The situation would be frightening for most true freshmen.
Yet Bucky Richardson ran out onto Kyle Field, unaware of the circumstances surrounding the moment that night of Nov. 26, 1987.
Having grown up in SEC country, he was seemingly oblivious to the stakes surrounding the state's and the Southwest Conference's biggest and most anticipated game: Texas A&M and Texas.
"I wasn't around all the hoopla of the game for all those years," he says. "That probably helped me, looking back on it. It calmed me down a little bit. All I was really thinking was, 'Hey this is another game on the schedule.'"
Starting quarterback Craig Stump had gone down with a leg injury. It was late in the fourth quarter. Maintain a 13-13 tie? Head to the Bluebonnet Bowl. Lead a game-winning drive? Win the conference for the third consecutive season and earn a spot against Notre Dame in the Cotton Bowl.
"That's what that game was all about," he says. "A&M and Texas playing for the conference championship."
On the first play, he did what Aggies became so accustomed to during his career. He took the snap from under center, pirouetted to his right and ran the option. The defensive end committed to the tailback. So Richardson tucked it and ran. Twenty-one yards later, Richardson was amped up and Kyle Field was going bonkers. Later in the drive, A&M ran the same play. Richardson kept it again and scampered into the end zone with a 6-yard touchdown to give A&M a 20-13 win, which sealed another trip to Dallas.

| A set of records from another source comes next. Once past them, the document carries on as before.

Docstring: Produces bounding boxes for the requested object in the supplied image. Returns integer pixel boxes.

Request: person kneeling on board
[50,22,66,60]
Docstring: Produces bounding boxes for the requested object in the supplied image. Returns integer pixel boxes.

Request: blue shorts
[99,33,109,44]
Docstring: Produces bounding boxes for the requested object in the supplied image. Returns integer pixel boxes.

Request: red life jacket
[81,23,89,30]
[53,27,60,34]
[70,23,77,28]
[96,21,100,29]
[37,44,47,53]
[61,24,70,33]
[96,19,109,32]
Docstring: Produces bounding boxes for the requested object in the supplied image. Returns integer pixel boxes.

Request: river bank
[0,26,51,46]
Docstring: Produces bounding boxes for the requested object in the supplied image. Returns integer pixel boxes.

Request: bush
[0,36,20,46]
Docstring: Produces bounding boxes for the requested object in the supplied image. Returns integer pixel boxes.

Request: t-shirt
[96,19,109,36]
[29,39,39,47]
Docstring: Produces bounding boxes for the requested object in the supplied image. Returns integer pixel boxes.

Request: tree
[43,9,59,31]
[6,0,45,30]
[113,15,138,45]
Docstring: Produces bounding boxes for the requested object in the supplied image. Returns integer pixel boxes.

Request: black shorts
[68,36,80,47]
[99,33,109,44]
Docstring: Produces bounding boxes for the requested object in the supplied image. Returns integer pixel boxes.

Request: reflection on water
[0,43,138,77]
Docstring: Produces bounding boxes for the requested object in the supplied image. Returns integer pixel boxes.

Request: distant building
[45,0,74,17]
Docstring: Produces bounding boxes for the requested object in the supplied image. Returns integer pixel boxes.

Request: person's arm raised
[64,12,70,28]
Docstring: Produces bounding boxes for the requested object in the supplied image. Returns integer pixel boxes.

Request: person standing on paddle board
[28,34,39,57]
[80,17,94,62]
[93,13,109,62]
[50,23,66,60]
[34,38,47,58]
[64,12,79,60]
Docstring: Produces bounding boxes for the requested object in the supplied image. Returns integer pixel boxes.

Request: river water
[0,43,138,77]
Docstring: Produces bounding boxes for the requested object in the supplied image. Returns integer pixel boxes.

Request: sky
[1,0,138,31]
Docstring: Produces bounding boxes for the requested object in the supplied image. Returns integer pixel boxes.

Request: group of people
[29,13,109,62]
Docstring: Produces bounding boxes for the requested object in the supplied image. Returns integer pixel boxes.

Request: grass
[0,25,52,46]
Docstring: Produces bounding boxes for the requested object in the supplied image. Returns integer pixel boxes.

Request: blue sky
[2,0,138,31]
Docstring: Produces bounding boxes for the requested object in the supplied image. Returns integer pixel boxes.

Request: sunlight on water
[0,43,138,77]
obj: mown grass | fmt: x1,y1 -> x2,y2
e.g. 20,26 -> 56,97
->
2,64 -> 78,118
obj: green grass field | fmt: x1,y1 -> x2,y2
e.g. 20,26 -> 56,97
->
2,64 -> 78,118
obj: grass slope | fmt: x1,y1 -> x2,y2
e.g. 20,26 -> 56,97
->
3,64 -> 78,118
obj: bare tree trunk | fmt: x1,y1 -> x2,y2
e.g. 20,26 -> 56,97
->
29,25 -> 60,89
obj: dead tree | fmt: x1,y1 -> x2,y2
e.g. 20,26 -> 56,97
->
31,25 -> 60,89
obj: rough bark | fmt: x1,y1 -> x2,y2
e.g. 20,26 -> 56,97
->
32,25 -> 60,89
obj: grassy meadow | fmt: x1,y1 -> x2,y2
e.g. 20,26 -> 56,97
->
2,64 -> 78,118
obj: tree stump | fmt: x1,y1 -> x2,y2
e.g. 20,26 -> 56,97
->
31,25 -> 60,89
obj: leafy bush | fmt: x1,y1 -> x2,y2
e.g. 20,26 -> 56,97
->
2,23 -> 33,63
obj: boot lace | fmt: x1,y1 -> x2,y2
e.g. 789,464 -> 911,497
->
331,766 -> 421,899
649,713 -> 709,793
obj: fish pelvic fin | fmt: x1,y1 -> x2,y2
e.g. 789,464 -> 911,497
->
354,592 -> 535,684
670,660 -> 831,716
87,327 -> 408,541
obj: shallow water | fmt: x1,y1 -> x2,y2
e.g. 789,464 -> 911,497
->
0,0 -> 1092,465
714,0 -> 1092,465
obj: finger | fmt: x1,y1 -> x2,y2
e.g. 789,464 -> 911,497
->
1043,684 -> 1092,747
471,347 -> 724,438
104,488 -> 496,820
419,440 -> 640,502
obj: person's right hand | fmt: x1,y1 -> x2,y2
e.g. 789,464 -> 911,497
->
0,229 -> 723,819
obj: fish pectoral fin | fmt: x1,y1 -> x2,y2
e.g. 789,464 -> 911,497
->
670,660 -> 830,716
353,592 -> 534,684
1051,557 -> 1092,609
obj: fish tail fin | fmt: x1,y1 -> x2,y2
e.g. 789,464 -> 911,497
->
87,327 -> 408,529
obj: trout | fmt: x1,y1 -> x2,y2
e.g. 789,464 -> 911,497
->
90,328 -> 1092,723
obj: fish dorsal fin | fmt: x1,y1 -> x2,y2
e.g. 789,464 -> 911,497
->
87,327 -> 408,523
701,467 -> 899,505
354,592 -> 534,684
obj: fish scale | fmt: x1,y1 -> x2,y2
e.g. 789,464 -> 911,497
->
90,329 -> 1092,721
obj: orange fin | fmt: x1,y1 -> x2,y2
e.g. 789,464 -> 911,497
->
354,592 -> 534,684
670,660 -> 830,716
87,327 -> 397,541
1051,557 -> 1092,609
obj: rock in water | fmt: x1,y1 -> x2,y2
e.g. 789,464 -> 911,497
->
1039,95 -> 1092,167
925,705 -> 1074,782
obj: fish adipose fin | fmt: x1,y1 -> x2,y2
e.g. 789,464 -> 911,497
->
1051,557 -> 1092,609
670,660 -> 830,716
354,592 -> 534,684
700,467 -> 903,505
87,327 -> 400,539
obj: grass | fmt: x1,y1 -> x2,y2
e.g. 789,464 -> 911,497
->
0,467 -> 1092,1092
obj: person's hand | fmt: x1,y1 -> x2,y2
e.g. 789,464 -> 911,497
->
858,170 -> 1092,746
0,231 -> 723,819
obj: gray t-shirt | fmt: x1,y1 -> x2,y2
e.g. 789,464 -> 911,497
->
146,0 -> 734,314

Richardson grew up in Baton Rouge. It only seemed natural that he would stay in town and attend LSU. However, a coaching change from Jerry Stovall to Bill Arnsparger sent him looking elsewhere, and on a visit to A&M.
"I fell in love with the university right away," he says. "It felt right for me, so I went with my gut."
He arrived in 1987 as an undersized, running quarterback.
"I wasn't the most polished passer that has ever been through there, to say the least," he says. "Coming out of high school, I just didn't have the reps."
So he made do with what he did have: fast legs, a football intuition and a successful attitude.
"He had a winning personality, had great confidence, great toughness and was a natural born leader," says coach R.C. Slocum. "People followed and respected Bucky."
Life was made tougher when Richardson tore his ACL in the '88 game against Texas. The injury forced him to redshirt the following season — which happened to be the year Slocum replaced Jackie Sherrill.
"It's a very helpless feeling, because you can't help your teammates," he says of his injury. "You're there, but not a part of it. You feel like an outsider. And with it being [Slocum's] first year, I started thinking, 'Is he going to forget about me?'"
Slocum didn't. And in the following two years, Richardson became an Aggie icon. He put together a resume of wins, performances and memories that would go on to live in Aggie lore. Though he wasn't the most gifted thrower, his punishing style and toughness were synonymous with the era.
"I played hard," he says. "I played physical. When I was running the ball, I didn't hook slide often, if ever. That was the way I knew how to play. I didn't know anything different."
Richardson and the Aggies won the 1987 Cotton Bowl over powerhouse Notre Dame during his freshman season. He put up more than 400 yards of total offense during the 1989 Holiday Bowl dismantling of BYU, when Heisman Trophy Ty Detmer had both his shoulders separated.
In 1991, his senior season, A&M went 10-1 with a lone 35-34 upset loss to lowly Tulsa.
"Looking back on it, that's a game we'd win nine out of 10 times," he says.
But still, he led the Aggies to its first SWC Championship under Slocum and he finished 10th in the 1991 Heisman Trophy voting after going for 1,940 total yards and 18 touchdowns.
"It was a great year and something we talk about to this day," he says.
He ranks 16th in rushing and 15th in passing in program history. Oh, and he went 3-1 against Texas.
Through it all, he continued to be the unquestioned team leader.
"His commitment, excitement and enthusiasm rubbed off on other guys," Slocum says. "I'm proud to say I coached him."
Richardson went on to play for five seasons in the NFL, for the Houston Oilers (who drafted him in the eighth round of the ’92 draft), along with the Dallas Cowboys and Kansas City Chiefs.
"It was a dream come true," he says.
Though he enjoyed his NFL days, Richardson said that his time at A&M was the most fun he's ever had. He now lives in Houston and returns with his family frequently to a place where he became revered, where he became known as just "Bucky."
Not bad for an undersized quarterback from the Bayou who — until that chilly November night in 1987 — was unknown and unheralded. Until he took the snap and reversed right.